McLeod, S., Crowe, K., Masso, S., Baker, E., McCormack, J., Wren, Y., Roulstone, S. Talking and making speech sounds is of greater concern for parents and teachers of 4- to 5-year-old children than other aspects of development.
|Sharynne, Sarah Masso and Yvonne Wren|
Early childhood is a time of maturation of skills including communication, motor, behavioural, social and academic learning skills. Most children succeed in these skills and are ready for school; some children have difficulties. Parents and teachers of 270 4- to 5-year-old Australian children within the first year of the Sound Start Project completed the 10 questions from the Parents Evaluation of Developmental Status (PEDS) (Glascoe, 2000) documenting areas of concern. There were 135 (50.0%) boys and 135 (50.0%) girls.
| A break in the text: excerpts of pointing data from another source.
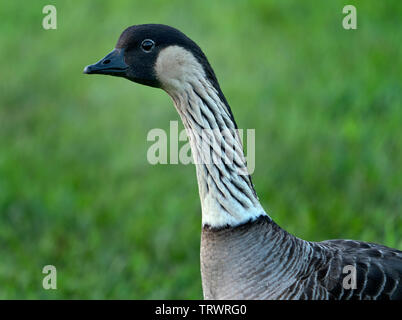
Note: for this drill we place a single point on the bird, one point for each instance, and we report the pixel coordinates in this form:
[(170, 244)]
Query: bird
[(244, 254)]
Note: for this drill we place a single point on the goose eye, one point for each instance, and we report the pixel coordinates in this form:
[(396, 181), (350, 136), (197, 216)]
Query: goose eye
[(147, 45)]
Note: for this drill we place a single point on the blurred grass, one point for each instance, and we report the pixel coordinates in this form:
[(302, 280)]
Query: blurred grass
[(77, 192)]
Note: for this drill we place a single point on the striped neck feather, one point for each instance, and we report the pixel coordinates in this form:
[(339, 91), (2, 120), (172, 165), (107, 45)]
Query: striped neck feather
[(225, 188)]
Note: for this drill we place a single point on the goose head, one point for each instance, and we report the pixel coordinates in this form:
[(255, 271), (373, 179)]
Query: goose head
[(155, 55)]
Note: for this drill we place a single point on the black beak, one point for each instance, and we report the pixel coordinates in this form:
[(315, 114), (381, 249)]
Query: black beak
[(113, 64)]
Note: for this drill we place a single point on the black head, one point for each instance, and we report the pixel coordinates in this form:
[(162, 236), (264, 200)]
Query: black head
[(138, 49)]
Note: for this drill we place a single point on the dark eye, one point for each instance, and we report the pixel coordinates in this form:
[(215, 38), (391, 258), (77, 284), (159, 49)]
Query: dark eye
[(147, 45)]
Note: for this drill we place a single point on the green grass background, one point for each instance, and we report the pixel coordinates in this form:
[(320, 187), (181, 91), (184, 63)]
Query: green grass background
[(77, 192)]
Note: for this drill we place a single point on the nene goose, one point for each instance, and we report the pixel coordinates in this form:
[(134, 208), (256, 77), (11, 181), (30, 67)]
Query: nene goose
[(244, 253)]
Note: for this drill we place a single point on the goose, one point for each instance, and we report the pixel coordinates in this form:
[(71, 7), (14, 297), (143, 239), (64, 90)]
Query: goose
[(244, 253)]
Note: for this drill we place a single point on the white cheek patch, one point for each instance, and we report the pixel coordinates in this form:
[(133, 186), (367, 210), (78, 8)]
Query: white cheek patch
[(175, 67)]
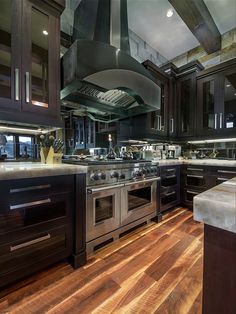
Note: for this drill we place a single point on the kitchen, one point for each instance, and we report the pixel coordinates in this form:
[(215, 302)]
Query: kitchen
[(116, 171)]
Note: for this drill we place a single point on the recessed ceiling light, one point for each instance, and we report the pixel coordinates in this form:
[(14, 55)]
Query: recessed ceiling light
[(169, 13)]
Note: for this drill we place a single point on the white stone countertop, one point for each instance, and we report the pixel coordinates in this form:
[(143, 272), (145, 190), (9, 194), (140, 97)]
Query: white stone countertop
[(217, 207), (200, 162), (22, 170)]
The majority of children (76.3%) spoke English only, 21.1% spoke English + one other language, and the remainder spoke English + two or three other languages. Parents’ (P) and teachers’ (T) major areas of concern were children’s “talking and making speech sounds” (P=16.7%; T=16.3%), “understanding what you say” (P=6.7%; T=8.9%) and “behavior” (P=7.8%; T=3.0%). The other areas were generally of less concern: “learning preschool/school skills” (P=5.6%; T=3.0%), “getting along with others” (P=4.1%; T=4.4%), “using hands and fingers” (P=4.1%; T=4.4%), “using arms and legs” (P=3.7%; T=3.3%), and “learning to do things for self” (P=3.3%; T=3.3%). Whilst there are similarities between the concerns of parents and teachers, there were also differences. Understanding the source of these differences will be important to the planning of appropriate interventions. These comparative results show that parents and teachers identified preschool children’s speech and language as the major area of concern. The results underscore the importance of communication assessment and intervention to support children’s transition to school.